I recently
came to the realization that I started trying to get pregnant nine years ago
this month. It is hard not to feel
defeated when I realize that I have spent almost an entire decade putting time,
money, and effort into something and still completely failing at it. I hate the idea of having wasted my thirties
on something so stupid and disappointing, but I feel comforted by the knowledge
that at least I managed to rock my sexual prime in there somewhere, during the
short but super-slutty interval between separating from my first husband and
meeting my second. Thank heaven I had
some irresponsibility and wild abandon in there somewhere.
Coincidentally,
my husband has spent nine years at his company pursuing his own goal: producing a movie. Like me, he has put in endless time, effort,
and passion in the hopes that he, too, would be able to help create
something. And he hasn’t. There are many times when hopes are high,
numbers look good, a project is about to be greenlit…this is it. He is sure of it. And then the director has a conflict, someone
doesn’t like the script, the studio gets a new head who hates the project. Dream deferred, yet again.
As we both
look towards the imminent arrival of another decade, it’s impossible not to ask
ourselves the obvious questions. At what
point do you pack it all in? When do you
finally tell yourself that it’s time to try something else? How much and how long do you sacrifice before
you give up hope? You don’t want to be the
quitter who crawls away in failure, unable to stick it out. But at the same time, you don’t want to be
the sucker still standing at the door with a bouquet long after it’s clear you’ve
been stood up.
Living with
hope doesn’t make things better or easier. It’s awful, actually. To be filled with the hope, over and over
again, that this time feels different—that this time will be different—is exhausting.

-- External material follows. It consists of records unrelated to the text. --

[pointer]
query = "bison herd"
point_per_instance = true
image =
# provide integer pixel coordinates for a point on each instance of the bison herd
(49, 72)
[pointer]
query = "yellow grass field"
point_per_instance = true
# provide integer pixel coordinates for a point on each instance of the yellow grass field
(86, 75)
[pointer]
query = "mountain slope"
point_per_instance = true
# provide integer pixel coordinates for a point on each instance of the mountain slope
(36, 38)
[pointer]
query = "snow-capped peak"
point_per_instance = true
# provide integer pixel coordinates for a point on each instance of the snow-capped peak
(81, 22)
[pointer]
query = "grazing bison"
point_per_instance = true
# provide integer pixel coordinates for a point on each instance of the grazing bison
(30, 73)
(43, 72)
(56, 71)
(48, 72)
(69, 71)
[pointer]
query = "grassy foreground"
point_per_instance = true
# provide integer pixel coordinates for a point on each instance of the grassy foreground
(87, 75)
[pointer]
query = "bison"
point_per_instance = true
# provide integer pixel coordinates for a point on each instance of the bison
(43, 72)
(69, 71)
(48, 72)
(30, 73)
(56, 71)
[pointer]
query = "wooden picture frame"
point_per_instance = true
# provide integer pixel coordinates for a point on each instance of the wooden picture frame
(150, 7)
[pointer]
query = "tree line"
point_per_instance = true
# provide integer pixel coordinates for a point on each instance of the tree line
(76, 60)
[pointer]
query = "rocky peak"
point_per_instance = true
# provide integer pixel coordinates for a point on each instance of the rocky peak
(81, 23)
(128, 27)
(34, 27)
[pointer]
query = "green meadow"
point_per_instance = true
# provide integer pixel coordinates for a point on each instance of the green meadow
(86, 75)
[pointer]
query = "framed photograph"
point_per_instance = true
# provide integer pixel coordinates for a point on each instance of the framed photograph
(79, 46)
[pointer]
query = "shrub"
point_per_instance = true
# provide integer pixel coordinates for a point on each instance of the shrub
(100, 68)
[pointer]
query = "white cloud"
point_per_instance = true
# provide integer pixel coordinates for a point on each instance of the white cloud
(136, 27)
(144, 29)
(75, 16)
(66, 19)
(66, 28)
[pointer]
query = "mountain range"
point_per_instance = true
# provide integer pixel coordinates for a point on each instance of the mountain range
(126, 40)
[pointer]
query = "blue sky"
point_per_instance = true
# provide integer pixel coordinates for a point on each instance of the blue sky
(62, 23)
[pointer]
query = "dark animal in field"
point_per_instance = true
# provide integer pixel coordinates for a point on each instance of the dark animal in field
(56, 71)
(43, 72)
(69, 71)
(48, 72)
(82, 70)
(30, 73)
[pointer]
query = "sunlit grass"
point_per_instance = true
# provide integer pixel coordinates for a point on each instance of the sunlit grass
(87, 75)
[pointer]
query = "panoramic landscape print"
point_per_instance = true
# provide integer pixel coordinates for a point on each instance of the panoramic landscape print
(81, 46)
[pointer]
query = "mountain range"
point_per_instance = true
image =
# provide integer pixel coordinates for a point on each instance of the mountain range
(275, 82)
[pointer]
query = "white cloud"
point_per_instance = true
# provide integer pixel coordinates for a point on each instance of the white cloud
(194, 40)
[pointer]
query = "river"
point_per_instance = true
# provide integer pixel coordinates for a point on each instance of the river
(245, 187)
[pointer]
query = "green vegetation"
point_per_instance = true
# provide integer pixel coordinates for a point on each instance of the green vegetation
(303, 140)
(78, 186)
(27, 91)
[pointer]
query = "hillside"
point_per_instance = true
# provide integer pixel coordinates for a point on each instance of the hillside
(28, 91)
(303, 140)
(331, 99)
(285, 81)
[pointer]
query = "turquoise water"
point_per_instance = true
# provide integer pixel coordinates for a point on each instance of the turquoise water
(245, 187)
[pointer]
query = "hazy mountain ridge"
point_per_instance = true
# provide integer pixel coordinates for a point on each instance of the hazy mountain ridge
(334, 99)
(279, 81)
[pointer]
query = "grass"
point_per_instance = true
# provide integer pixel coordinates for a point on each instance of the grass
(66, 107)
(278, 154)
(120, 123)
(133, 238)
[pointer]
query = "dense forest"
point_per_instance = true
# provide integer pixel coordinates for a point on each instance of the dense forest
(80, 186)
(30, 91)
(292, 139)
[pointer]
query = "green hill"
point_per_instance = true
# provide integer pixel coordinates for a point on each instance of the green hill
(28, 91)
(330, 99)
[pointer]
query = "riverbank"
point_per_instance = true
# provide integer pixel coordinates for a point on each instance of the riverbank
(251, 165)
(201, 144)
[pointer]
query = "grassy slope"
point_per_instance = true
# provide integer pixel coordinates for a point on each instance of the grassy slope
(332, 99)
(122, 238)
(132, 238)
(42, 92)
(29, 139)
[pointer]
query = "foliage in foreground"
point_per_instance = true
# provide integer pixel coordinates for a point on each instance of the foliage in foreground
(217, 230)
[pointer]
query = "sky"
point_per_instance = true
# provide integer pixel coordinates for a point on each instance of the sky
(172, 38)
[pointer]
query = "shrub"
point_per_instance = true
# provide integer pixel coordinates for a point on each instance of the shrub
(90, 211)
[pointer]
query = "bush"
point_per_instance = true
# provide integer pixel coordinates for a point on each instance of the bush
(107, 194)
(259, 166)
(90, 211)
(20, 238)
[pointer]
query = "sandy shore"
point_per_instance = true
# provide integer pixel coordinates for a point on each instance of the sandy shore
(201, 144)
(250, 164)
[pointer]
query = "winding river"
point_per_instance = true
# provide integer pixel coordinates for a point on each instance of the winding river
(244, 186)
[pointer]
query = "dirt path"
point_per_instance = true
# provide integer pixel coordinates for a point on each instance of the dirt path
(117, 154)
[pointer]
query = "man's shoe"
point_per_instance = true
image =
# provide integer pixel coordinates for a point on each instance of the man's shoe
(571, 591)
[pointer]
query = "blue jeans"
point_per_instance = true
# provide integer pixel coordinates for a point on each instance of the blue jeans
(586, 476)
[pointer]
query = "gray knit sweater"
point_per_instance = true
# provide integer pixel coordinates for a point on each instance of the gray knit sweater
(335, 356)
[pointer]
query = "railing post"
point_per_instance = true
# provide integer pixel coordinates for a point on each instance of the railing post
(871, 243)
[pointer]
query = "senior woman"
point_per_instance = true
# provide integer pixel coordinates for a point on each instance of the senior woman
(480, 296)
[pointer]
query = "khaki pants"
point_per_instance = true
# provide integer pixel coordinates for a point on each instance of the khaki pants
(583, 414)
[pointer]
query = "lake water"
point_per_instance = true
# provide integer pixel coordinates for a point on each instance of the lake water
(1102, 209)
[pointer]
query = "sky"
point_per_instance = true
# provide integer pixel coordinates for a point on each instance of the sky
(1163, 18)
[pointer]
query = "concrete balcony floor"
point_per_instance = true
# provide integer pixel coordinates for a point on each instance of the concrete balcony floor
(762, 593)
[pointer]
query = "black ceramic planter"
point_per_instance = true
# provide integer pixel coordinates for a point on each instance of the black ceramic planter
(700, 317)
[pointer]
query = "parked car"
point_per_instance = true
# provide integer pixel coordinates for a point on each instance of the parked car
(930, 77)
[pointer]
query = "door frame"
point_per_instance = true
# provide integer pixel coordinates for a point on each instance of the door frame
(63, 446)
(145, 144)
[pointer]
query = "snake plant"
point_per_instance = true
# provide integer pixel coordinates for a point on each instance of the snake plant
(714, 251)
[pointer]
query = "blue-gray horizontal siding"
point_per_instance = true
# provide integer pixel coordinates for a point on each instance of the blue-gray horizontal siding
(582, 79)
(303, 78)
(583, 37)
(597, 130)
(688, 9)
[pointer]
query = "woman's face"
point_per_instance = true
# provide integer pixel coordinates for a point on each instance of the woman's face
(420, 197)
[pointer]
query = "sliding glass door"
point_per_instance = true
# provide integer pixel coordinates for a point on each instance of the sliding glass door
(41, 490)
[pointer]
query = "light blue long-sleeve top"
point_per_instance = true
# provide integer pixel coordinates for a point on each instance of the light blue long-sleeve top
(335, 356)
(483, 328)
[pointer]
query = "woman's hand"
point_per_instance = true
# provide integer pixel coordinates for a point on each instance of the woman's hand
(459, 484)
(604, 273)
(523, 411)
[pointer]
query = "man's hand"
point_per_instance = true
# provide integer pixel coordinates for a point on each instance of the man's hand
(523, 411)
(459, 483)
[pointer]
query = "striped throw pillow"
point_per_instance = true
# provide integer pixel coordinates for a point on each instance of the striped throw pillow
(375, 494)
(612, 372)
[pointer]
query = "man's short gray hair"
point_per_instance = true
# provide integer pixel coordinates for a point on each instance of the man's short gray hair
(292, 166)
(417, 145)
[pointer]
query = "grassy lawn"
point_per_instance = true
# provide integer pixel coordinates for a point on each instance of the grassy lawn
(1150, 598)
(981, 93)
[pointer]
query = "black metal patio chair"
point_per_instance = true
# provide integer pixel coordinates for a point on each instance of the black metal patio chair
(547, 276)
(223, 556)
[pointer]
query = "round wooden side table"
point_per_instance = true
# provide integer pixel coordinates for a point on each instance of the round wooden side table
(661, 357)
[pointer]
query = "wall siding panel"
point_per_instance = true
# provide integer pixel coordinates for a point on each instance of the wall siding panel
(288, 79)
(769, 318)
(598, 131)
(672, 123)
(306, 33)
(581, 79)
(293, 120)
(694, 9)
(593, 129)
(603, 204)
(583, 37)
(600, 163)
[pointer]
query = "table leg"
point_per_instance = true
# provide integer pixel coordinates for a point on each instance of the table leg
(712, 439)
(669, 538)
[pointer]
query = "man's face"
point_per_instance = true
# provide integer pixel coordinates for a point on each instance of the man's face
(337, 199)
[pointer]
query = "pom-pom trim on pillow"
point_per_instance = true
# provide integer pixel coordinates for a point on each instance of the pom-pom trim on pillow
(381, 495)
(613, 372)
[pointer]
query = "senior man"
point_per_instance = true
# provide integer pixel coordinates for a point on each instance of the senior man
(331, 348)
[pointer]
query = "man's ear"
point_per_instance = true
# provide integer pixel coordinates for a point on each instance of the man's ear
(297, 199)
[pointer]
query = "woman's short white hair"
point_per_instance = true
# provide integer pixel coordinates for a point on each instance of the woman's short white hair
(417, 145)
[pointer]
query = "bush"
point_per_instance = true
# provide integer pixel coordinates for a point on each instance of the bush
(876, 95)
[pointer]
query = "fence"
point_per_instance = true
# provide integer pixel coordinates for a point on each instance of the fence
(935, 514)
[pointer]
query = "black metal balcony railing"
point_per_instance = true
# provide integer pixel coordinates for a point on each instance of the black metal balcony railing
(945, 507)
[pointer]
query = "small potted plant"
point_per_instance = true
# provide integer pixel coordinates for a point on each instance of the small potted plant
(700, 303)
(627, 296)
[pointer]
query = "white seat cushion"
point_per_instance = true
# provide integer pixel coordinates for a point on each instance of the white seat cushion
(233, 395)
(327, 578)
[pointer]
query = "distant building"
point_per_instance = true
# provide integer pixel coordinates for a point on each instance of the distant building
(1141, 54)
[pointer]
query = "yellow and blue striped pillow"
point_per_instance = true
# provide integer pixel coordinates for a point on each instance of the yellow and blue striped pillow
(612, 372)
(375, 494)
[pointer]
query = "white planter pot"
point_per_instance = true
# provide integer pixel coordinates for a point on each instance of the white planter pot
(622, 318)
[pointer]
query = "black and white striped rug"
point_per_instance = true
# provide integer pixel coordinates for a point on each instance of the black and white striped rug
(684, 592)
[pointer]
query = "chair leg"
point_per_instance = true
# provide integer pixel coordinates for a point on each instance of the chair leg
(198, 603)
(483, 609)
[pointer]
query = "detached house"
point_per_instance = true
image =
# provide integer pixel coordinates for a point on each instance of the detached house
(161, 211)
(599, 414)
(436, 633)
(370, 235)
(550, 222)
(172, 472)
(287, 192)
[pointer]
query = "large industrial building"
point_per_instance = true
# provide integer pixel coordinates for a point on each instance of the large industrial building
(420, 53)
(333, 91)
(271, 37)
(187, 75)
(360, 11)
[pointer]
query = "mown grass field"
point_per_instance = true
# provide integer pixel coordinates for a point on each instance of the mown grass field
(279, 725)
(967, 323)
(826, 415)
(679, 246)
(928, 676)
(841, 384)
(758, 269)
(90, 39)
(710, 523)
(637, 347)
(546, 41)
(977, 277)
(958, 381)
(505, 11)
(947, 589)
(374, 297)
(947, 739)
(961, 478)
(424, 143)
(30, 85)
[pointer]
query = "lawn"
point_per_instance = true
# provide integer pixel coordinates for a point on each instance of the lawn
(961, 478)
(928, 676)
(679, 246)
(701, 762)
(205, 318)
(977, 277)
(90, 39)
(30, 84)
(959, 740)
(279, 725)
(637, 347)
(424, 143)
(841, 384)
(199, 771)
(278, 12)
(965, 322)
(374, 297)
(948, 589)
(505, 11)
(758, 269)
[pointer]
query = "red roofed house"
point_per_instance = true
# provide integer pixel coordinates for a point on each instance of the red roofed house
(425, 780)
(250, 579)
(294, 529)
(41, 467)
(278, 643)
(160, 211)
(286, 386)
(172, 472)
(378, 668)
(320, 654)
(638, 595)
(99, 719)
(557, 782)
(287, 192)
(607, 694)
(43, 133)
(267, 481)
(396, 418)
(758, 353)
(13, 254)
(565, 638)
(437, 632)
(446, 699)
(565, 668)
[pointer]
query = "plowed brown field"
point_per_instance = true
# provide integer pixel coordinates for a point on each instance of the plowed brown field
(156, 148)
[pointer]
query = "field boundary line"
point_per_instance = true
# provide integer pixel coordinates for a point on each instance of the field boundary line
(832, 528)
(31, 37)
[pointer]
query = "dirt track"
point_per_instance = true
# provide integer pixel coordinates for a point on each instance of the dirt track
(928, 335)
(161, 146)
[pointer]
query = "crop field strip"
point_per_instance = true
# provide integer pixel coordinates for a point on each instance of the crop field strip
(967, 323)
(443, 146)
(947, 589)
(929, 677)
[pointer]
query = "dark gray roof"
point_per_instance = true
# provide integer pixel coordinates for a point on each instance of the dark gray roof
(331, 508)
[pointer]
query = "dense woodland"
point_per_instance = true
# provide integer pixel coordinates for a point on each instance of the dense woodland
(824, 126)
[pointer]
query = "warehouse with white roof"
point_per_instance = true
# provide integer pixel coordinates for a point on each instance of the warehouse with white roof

Hope is supposed to comfort and sustain us, but hope unrealized fills us
with shame. It’s embarrassing to falsely
believe in something. It’s embarrassing
to admit that you were wrong all along.
It’s embarrassing, almost ten years into it, to scrap your life plan and
have to start imagining a different future.
I honestly
don’t know what this feels like for Eddie.
Admittedly, it is much harder to make a movie than it is to make a
baby. Being able to make a movie is
basically like winning the lottery. Any
asshole can make a baby. (Just, you know, not this asshole.) But in both
cases the factors that lead to success seem entirely beyond our control.
Our friends
are more optimistic. They tell us
stories about people who finally achieved success just as they were going to
pack it all in. “This is your year,”
they say, “I can feel it.” There are so
many years that are supposed to have been our year that I have begun to dread
New Year’s Eve. We spent the last one in
a Seattle hotel, eating pizza in bed and watching Breakfast at Tiffany’s like college students who had just been
dumped. I’m not saying it wasn’t
fun. But we weren’t exactly out there
preparing to build an empire.
And we’re
happy for you. Really we are. We’re thrilled that you’re pregnant. What a cute picture of your toddler. And that is super-awesome news about your
movie. We know, truly know to the depth
of our very bones what tremendous accomplishments these are. We could never take your joys and successes
for granted and we hope you don’t either.
You are right to see it as a miracle.
It is a miracle every single time.
And foolish
or not, we haven’t quite given up yet. Eddie
keeps hustling each day at his work. I
keep taking my prenatal vitamins, just in case.
And just this month we spontaneously decided to try a final round of
IUI. What are the chances of success? Worse than terrible. But stranger things have happened. Haven’t they?